Activity of ornithine decarboxylase and S-adenosylmethionine decarboxylase in transient cerebral ischemia: Relationship to the duration of vascular occulusion

Abstract

Mongolian gerbils were anesthetized with halothane and forebrain ischemia was induced by occluding both common carotid arteries. After 2, 4, 6, 8, or 10 min of vascular occlusion clips were removed and animals allowed to recover for 8 or 24 h. At the end of the experiments animals were reanesthetized and their brains frozen in situ. Tissue samples were taken from the cerebral cortex, striatum, hippocampus, and thalamus for determination of ornithine decarboxylase (ODC) and S-adenosylmethionine decarboxylase (SAMDC) activity by measurement of the release of 14CO 2 from [ 14C]ornithine and S-[ 14C]adenosylmethionine, respectively.
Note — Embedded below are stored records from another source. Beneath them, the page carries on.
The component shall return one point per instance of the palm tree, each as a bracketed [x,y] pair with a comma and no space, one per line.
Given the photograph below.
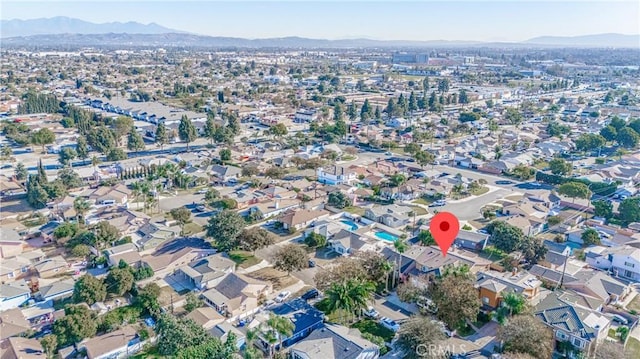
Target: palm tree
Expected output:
[250,351]
[350,296]
[271,338]
[400,246]
[515,303]
[81,206]
[388,269]
[282,326]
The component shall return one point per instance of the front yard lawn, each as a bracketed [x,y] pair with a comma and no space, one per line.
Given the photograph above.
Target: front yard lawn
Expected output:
[634,304]
[192,228]
[419,211]
[633,345]
[374,328]
[280,280]
[479,191]
[244,259]
[355,210]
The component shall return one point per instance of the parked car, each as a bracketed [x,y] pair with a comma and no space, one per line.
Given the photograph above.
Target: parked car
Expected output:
[504,182]
[282,296]
[310,294]
[371,313]
[389,324]
[438,203]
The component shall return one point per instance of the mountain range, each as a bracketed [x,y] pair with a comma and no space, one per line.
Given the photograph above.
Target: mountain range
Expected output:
[67,25]
[74,32]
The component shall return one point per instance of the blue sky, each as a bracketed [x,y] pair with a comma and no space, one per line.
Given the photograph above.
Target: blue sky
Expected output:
[479,20]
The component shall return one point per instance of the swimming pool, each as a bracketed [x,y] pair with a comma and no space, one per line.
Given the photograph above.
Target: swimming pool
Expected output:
[385,236]
[353,224]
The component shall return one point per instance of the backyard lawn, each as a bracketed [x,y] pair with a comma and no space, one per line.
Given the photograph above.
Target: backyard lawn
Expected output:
[374,328]
[355,210]
[244,259]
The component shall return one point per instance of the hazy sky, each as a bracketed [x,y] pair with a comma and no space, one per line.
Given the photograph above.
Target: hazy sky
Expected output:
[512,20]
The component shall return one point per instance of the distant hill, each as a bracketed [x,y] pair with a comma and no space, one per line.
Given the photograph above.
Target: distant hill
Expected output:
[599,40]
[67,25]
[74,32]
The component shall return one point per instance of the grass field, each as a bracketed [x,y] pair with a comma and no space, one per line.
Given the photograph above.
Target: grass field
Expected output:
[244,259]
[374,328]
[280,280]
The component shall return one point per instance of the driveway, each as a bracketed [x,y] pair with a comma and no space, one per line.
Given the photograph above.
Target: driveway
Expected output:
[485,337]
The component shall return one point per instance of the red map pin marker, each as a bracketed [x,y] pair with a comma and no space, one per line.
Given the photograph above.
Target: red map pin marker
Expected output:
[444,228]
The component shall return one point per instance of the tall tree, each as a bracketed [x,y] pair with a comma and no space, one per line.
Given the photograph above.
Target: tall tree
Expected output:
[89,289]
[161,137]
[82,149]
[43,137]
[187,131]
[135,142]
[210,127]
[349,296]
[574,190]
[456,298]
[21,172]
[419,338]
[224,228]
[526,334]
[290,257]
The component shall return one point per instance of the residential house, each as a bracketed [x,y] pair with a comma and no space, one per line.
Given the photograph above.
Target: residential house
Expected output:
[52,267]
[529,225]
[222,331]
[622,261]
[126,252]
[56,291]
[492,286]
[21,348]
[206,317]
[108,196]
[431,261]
[153,234]
[392,215]
[301,218]
[12,323]
[13,295]
[335,175]
[207,272]
[237,295]
[471,240]
[598,285]
[346,242]
[165,262]
[225,174]
[11,243]
[304,317]
[336,342]
[14,268]
[120,343]
[581,327]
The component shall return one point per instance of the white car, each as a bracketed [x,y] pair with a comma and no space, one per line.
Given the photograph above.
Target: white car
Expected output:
[389,324]
[283,296]
[371,313]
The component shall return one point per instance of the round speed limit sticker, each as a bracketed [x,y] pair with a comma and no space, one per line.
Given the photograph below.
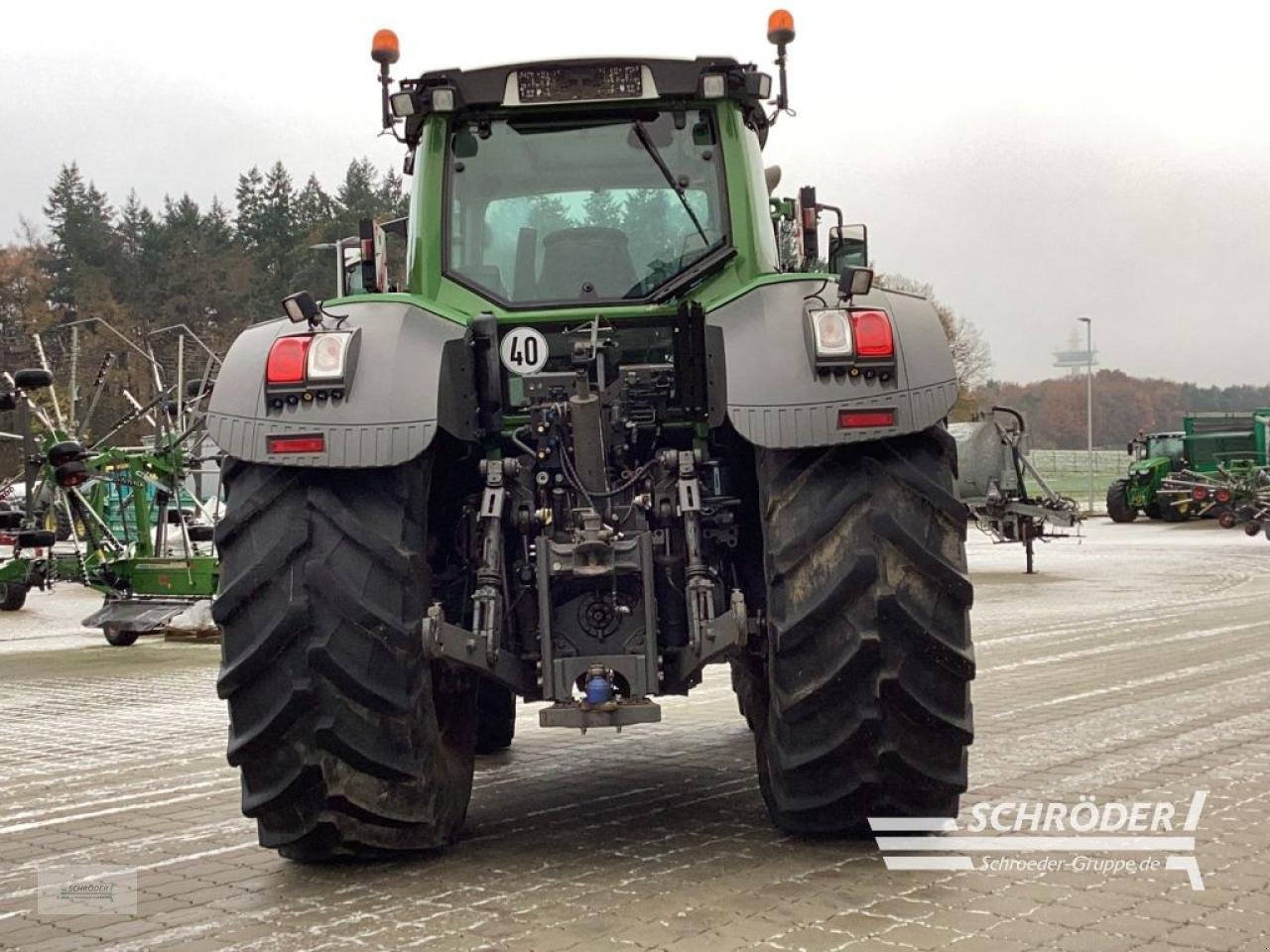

A transient increase in ODC activity was found after 8 h of recirculation following cerebral ischemia in all brain structures studied. ODC activity was significantly increased after 8 h of recirculation in the hippocampus of animals subjected to 4 min of ischemia, in the cortex and striatum after 6 min of ischemia, and in the thalamus after 8 min of vascular occlusion. ODC activity had already reached a plateau in the hippocampus after 4 min of vascular occlusion and in the cortex, striatum, and thalamus after 8 min, since there is no further increase in activity even after 10 min of ischemia. After cerebral ischemia and 24 h of recirculation ODC activity returned to control levels throughout the forebrain regardless of the duration of ischemia. SAMDC activity was significantly reduced after 8 h of recirculation following 4 to 10 min of ischemia in the cortex and 8 min of ischemia in the striatum. After 24 h of recirculation a significant reduction of SAMDC activity was measured in the cortex of animals subjected to 8 or 10 min of ischemia, in the striatum following 6 or 10 min of ischemia, and after 10 min of ischemia in the hippocampus. In control animals the SAMDC/ODC activity ratio (as an index of the extent of the disturbance of polyamine synthesis) ranged between 54.3 ± 17.2 (thalamus) and 172.4 ± 54.7 (cortex). After only 4 min of ischemia and 8 h of recirculation this ratio declined to 2.8 ± 1.7 in the vulnerable hippocampus but was still between 26.2 ± 18.4 (cortex) and 39.9 ± 50.5 (striatum). It is suggested that studying ischemia-induced changes in ODC and SAMDC activity may provide new information about the molecular mechanisms underlying stress-induced changes in gene experession and protein synthesis.